Despite this, looking at the significance of the variables can shed some light into which of these variables could be relevant to determine a customer’s credit card limit if we were to add other relevant variables that may be missing in the dataset. It is to note that because the model is poorly fit, the significance of some of these variables would change if we add other important variables that explain the variability in credit limit.
Customer Age, Education Level and Months on book (months since customer's card first activation) are not significant in this model, while for Marital Status, there’s only a significant impact if a customer is married in comparison with single customers (the reference group), that is a divorced customer’s credit limit is not significantly different from the credit limit of a single customer.

In this model, gender is significant (being Male yields a higher credit limit), credit limit increases with number of dependents, decreases with the Number of open products (relationship count)  that the customer has with the bank (probably influenced by products being credit-related products than asset holding accounts), and increases at higher income as one would expect.


### MODEL 2: MODEL 1 + CREDIT CARD USAGE VARIABLES
For this model, we included 3 credit card usage variables available in the dataset (Months_Inactive_12_mon, Avg_Utilization_Ratio and Total_Revolving_Balance) on top of the ones in Model 1,  to use all potential predictors and incorporate interactions between them that were not considered before.

The R-squared increased considerably when adding these predictors but it is still only 0.55,  which suggests that 45% of the variation in Credit_Limit is explained by other variables that are beyond the reach of the selected dataset.

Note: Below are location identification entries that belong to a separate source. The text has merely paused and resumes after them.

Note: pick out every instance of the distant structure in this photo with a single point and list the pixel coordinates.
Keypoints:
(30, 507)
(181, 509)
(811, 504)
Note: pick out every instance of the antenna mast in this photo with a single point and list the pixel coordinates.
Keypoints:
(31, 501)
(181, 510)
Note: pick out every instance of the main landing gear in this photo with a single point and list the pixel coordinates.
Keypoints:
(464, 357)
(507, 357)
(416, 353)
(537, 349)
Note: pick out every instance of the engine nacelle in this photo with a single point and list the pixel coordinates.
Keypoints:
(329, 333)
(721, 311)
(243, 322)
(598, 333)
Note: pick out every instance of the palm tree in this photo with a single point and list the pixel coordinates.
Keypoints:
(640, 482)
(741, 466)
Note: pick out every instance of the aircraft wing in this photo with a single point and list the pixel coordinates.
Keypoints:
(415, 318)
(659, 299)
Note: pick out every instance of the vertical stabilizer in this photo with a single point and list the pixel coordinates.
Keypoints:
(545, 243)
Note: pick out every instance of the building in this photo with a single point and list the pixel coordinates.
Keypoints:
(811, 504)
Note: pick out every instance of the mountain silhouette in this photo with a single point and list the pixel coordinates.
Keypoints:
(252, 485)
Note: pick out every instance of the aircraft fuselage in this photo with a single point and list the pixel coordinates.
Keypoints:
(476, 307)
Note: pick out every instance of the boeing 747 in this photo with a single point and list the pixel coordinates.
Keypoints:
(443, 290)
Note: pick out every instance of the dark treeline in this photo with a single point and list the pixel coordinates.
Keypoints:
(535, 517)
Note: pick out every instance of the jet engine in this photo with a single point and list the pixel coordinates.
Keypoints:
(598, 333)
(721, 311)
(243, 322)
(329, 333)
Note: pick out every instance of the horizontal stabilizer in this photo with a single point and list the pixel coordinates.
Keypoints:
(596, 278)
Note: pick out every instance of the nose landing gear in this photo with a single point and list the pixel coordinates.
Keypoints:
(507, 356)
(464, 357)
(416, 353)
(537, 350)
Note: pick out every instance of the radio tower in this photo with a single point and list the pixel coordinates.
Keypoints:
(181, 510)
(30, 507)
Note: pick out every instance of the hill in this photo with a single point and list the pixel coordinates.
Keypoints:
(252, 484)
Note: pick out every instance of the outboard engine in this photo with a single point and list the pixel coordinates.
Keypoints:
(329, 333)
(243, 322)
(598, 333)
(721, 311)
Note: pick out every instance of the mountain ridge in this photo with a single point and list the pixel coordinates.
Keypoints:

Of the three added credit card utilization only Months inactive within the last 12 months is not significant as indicated by its p-value.
It is important to note that as opposed to Model 1, Gender is not significant in this model which illustrates that the differences in credit limit by gender found before where mostly explained by the combination of gender and card utilization ratio and revolving balances, which may be explained by sampling more than by systemic discrimination based on gender.

Another difference with the results in Model 1 is the non-significance of the income bracket $40K - $60K which, with the caveat of the non-robust fit of the model, suggests that there is little material difference in the Credit Limit that can be achieved by customers in this income bracket and customers earning Less than $40K when considered in combination with the other predictors in Model 2.

### MODEL 3: SIGNIFICANT VARIABLES ONLY
Model 3 includes only the significant variables found in Model 2. The value of the predictors don’t change dramatically when compared to their Model 2 counterparts and the R-squared value is still 0.55.


### REGRESSION ANALYSIS TAKEAWAYS
- The non-robust results found in our first model allowed us to answer one of the questions asked by the client: Can credit limits be predicted solely based on the customers’ demographic characteristics and their contact history with a bank? We found including only these variables would not be sufficient to fit a model that successfully predicts Credit Limit for the purposes of the client’s intended application.

- Despite this, the consistent significance of some of the variables throughout the regression analysis suggests that including Dependent Count, Total Relationship Count, Avg. Utilization Ratio, Total Revolving Balance, asking users if they’re Married or not, and their income brackets could be relevant variables to collect in the app’s questionnaire, that is, in combination with other variables unavailable in the dataset.

- One main limitation of the database is that it was originally intended to predict credit card churn and not necessarily predict credit limit as our project. As such, the database is missing some key variables to determine Credit Limit such as Credit Score, Customer Net Worth, among others. In the next phase of the project we aim to find this complementary data and add it to our analysis in order to fulfill the second part of the client’s request.

- Another limitation is the assumption of representativeness of the limited data set. We aim to acquire a more comprehensive dataset that ensures proper representation of credit card users.